Women who use in-vitro fertilization (IVF) to become pregnant appear to be slightly more likely to have a boy, according to a study from Australian researchers. Published September 29, 2010, in the British Journal of Obstetrics and Gynaecology, the study looked at data from 14,000 live births following fertility treatment in clinics in Australia and New Zealand between 2002 and 2006. The likelihood of an IVF birth resulting in a boy appeared to increase depending on how soon the fertilized egg was transferred. More boys seemed to result from embryos that were transferred to the womb four days after fertilization (54.1 percent) compared to two to three days after fertilization (49.9 percent).
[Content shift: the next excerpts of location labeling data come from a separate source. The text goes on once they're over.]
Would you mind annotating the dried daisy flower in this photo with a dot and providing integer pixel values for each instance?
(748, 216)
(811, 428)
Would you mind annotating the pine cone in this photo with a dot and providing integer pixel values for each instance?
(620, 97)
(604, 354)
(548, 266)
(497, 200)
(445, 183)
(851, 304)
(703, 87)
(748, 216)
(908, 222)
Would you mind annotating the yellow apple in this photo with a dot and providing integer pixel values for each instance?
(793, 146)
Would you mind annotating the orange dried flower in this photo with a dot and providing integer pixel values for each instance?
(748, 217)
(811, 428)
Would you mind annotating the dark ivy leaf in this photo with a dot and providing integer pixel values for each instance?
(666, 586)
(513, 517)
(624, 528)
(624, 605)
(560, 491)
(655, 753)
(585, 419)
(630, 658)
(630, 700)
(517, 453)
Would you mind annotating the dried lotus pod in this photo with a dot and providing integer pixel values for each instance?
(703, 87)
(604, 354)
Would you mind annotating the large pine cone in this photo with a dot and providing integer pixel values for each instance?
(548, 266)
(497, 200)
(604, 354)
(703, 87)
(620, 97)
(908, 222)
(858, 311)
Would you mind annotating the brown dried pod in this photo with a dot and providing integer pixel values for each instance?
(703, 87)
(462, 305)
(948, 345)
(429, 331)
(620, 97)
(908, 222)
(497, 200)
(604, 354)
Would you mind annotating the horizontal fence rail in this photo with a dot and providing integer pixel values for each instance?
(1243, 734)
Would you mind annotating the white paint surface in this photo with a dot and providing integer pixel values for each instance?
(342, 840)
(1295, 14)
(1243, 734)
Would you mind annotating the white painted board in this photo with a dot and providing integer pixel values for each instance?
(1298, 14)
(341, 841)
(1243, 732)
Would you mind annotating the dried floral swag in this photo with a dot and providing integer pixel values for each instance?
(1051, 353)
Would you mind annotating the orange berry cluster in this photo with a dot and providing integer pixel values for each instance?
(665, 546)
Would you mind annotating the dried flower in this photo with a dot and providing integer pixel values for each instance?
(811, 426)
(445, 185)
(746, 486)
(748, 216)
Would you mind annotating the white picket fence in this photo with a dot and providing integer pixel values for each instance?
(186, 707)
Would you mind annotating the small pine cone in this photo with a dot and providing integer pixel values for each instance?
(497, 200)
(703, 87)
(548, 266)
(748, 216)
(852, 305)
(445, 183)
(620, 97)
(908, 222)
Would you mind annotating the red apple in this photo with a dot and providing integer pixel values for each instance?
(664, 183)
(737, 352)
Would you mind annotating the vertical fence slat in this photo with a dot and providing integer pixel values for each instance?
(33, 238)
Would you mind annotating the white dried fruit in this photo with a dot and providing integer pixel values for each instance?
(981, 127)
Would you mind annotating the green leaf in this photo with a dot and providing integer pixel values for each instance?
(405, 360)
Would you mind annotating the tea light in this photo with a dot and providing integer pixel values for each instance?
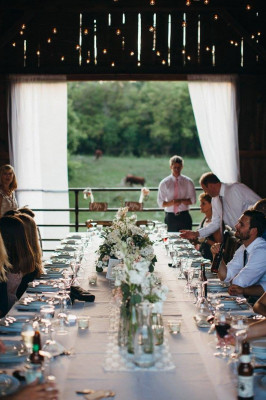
(93, 279)
(174, 326)
(83, 322)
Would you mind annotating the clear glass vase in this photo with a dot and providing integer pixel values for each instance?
(143, 341)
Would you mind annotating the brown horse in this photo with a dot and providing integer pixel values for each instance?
(132, 179)
(98, 154)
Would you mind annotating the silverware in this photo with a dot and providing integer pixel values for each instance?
(91, 394)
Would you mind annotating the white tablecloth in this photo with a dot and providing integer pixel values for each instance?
(198, 374)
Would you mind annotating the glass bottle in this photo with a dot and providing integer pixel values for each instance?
(132, 328)
(143, 342)
(245, 375)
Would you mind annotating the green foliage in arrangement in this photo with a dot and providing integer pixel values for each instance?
(131, 118)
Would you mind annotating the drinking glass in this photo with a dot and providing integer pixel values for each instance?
(27, 333)
(222, 326)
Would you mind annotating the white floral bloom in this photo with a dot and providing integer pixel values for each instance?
(157, 307)
(135, 277)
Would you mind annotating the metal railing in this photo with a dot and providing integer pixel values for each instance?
(77, 210)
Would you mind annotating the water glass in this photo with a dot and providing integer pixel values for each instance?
(27, 333)
(83, 322)
(174, 326)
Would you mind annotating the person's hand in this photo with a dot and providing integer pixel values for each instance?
(2, 347)
(36, 391)
(191, 235)
(235, 290)
(215, 248)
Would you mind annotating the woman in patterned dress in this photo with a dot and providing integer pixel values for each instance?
(8, 185)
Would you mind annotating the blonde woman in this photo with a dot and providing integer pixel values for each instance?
(4, 266)
(8, 185)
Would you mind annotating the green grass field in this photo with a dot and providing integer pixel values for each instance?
(109, 172)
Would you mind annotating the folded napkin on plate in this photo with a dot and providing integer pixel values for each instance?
(76, 292)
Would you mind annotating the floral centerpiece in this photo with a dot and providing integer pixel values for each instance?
(135, 279)
(124, 231)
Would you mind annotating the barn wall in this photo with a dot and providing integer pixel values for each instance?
(252, 132)
(4, 151)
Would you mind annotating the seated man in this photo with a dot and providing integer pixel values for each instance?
(247, 270)
(261, 206)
This would mean that in every hundred births, up to 56 would be baby boys and 44 would be girls, researchers note. In comparison, there are 51 boys and 49 girls in every hundred births with natural conception.
Undergoing intracytoplasmic sperm injection (ICSI) instead of traditional IVF? You may be more likely to have a girl. According to the same study, in every hundred birth using ICSI, 51 babies were girls and 49 boys.
This news may be intriguing for couples who strongly prefer one gender over the other, but, "patients should certainly not consider using this as a method of trying to have a boy or girl, since the procedure used needs to be selected to try and maximize the chance of pregnancy," cautions Dr Allan Pacey, a fertility expert from the University of Sheffield not involved with the study, in an interview with the BBC.